The handshake is two headers:
HTTP/1.1 402 Payment Required
X-Payment-Required: {"price": "0.001", "currency": "USDC", "network": "eip155:8453", "address": "0x...", "facilitator": "https://facilitator.x402.org"}
# Agent retries with:
X-Payment-Signature: <signed_payment_payload>The seller forwards verification to a facilitator — a payment service that settles on-chain and returns a yes/no. Sellers never touch blockchain infrastructure directly.
L402
Lightning Labs’ protocol, production-ready since ~2020 via the Aperture reverse proxy. Macaroon-based bearer credentials with attenuation — a parent agent can cryptographically restrict a sub-agent’s credential (max spend, expiry, allowed endpoints) without contacting the issuer. The spec is mature and the delegation model is a genuine differentiator, but real-world server-side adoption has stalled; Lightning Labs themselves acknowledge “virtually no APIs use [L402] as intended.”
MPP
Stripe + Tempo’s Machine Payments Protocol, launched 18 March 2026 with 100+ Day-1 adopters (Anthropic, OpenAI, Shopify, Alchemy, Dune, Browserbase). Session-based rather than per-request: pre-fund a session, settle per call against the balance. Shared Payment Tokens (SPTs) accept USDC, credit cards, or BNPL. Settlement runs through standard Stripe PaymentIntents on the merchant’s normal payout schedule.
AP2
Google’s Agent Payments Protocol (v0.2.0, April 2026, 60+ partners) is the closest thing to a unifying umbrella. It is an orchestration layer above the three protocols and uses x402 as its crypto-rail extension while supporting cards, bank, and BNPL natively. Worth watching, but it is a coordinator, not a replacement.
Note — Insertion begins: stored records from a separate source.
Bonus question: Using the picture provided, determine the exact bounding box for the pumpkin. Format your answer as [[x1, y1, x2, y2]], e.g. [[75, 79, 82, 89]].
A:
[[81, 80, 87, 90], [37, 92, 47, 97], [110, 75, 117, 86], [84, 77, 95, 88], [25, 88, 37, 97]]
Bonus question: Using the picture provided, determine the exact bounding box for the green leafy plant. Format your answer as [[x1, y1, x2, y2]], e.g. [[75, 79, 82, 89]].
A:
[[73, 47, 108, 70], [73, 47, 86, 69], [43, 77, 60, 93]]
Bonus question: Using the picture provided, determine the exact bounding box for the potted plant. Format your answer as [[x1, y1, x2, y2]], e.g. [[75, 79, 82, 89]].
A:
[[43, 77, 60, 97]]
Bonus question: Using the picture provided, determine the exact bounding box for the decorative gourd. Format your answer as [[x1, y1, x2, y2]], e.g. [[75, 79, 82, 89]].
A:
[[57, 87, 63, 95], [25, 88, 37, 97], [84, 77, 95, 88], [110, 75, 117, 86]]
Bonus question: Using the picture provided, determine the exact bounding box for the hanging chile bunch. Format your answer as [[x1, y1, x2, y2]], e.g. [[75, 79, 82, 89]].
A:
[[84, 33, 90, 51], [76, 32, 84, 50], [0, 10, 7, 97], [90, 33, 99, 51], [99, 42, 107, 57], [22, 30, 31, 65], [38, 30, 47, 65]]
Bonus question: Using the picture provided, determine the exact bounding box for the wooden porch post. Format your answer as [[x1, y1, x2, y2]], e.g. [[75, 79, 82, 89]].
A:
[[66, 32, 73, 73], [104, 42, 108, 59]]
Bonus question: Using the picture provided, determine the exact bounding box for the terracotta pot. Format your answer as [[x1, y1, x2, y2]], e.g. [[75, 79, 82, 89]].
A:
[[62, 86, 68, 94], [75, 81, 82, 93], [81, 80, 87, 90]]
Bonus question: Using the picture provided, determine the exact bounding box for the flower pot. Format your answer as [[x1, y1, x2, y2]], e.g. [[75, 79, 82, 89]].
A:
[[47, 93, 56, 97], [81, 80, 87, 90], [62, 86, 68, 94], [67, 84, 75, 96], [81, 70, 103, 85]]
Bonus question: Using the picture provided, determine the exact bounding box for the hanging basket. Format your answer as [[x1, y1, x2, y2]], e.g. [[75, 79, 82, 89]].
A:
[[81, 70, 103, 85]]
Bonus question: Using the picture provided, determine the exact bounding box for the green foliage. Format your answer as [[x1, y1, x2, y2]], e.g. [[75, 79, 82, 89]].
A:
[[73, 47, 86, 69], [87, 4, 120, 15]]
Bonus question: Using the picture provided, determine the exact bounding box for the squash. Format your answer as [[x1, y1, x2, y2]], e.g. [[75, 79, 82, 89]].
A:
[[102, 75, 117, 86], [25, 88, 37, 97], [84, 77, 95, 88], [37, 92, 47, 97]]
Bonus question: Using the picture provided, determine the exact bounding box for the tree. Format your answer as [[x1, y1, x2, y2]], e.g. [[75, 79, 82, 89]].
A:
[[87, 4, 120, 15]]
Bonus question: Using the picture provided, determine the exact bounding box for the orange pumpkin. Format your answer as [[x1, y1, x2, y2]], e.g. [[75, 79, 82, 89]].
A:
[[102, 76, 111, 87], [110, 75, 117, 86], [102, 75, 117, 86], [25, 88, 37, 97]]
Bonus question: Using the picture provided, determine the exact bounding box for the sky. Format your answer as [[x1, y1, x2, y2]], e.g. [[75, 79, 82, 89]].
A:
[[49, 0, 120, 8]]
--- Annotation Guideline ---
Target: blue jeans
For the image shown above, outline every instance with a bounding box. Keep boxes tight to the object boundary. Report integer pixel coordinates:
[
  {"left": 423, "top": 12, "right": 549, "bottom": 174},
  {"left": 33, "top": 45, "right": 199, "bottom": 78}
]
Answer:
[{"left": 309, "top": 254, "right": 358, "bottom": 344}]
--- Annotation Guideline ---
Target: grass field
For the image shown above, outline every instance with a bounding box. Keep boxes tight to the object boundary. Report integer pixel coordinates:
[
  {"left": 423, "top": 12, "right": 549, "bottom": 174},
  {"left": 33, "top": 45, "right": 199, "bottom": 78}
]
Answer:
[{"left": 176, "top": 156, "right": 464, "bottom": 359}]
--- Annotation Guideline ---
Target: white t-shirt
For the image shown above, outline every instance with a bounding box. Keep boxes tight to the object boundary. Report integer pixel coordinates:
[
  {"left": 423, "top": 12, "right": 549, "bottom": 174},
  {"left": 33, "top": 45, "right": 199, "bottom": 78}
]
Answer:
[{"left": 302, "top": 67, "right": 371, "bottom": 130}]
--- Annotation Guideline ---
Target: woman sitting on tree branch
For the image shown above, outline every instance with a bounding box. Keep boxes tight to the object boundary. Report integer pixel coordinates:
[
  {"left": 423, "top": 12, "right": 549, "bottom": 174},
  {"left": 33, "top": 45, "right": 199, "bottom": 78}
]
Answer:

Choosing one is short: x402 for crypto-settled long-tail (the default for most agent-facing APIs in 2026), MPP for Stripe merchants who need fiat, L402 only for sub-cent micropayments and only if you can find a server that takes it.
Agent OAuth — what’s real today
The pattern of agent-scoped tokens (agent:read, agent:draft_only) is aspirational, not standardized. IETF work exists in draft form — draft-klrc-aiagent-auth-01 introduces an agent_assertion grant type, and a separate draft adds requested_actor / actor_token parameters for delegation — but no ratified spec uses those scope names. Production today combines per-tool, per-action scopes (mcp:tool:read_file:read, calendar:create_event) with actor-token delegation. Treat the agent:* naming as illustrative until consensus catches up. See Credentials for the current production pattern.
Adoption path
| Step | What to do | Effort |
|---|---|---|
| 1 | Publish /.well-known/agent-card.json (and /llms.txt if your docs site is a target for IDE agents) | Minutes |
| 2 | Ensure endpoints have OpenAPI 3.1 specs with semantic descriptions and explicit enums | Hours to days |
| 3 | Generate an MCP server from the OpenAPI spec (Speakeasy Gram, FastMCP) | Hours |
| 4 | Add per-action OAuth scopes; classify tools by blast radius | Days |
| 5 | Implement HITL approval webhooks for destructive operations; accept HTTP 402 if you charge | Days |
Steps 1-3 make the application agent-accessible. Steps 4-5 make it agent-safe — and, with 402, agent-monetizable without a billing dashboard.